L'Explication Prémisse
L'article 960 dit que si une personne sans enfant fait une donation de son vivant, cette donation peut être reprise si, dans l'acte de donation, il est prévu qu'elle soit révocable en cas d'arrivée d'un enfant. Autrement dit, même si la donation est importante ou a un motif particulier, le donateur peut prévoir dans l'acte qu'elle deviendra révocable si un enfant naît ou est adopté par lui plus tard — y compris si l'enfant naît ou est adopté après le décès du donateur.
Pierre, célibataire et sans enfant, donne sa maison à son ami Marc en précisant dans l'acte de donation que la donation pourra être révoquée si Pierre a un enfant par la suite. Quelques années plus tard, Pierre a un enfant. Grâce à la clause prévue dans l'acte, la donation peut être remise en cause pour permettre à l'enfant d'avoir sa part.
- Condition initiale : la donation a été faite par une personne qui n'avait pas d’enfant ou de descendant au moment de la donation.
- Portée : s’applique à toutes les donations entre vifs, quelle que soit leur valeur ou leur nature (y compris donations mutuelles, rémunératoires ou liées à un mariage faites par un tiers).
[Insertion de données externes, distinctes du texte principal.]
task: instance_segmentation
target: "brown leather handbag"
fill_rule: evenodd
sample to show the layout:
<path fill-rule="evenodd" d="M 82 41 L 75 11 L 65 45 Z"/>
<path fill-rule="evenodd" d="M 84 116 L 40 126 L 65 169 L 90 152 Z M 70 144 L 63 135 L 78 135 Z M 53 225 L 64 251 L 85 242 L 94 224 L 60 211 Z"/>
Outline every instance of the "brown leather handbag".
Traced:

- Clause nécessaire : la possibilité de révocation doit être prévue dans l’acte de donation lui‑même.
- Événement déclencheur : la survenance d’un enfant du donateur — né après la donation ou adopté par lui selon les formes prévues — permet d’exercer la révocation.
- Après décès : la naissance ou l’adoption posthume de l’enfant du donateur permet aussi la révocation si l’acte l’a prévue.
- Effet pratique : la révocation vise à protéger la réserve successorale des descendants en permettant au donateur, au moment de la donation, d’anticiper un possible changement de situation familiale.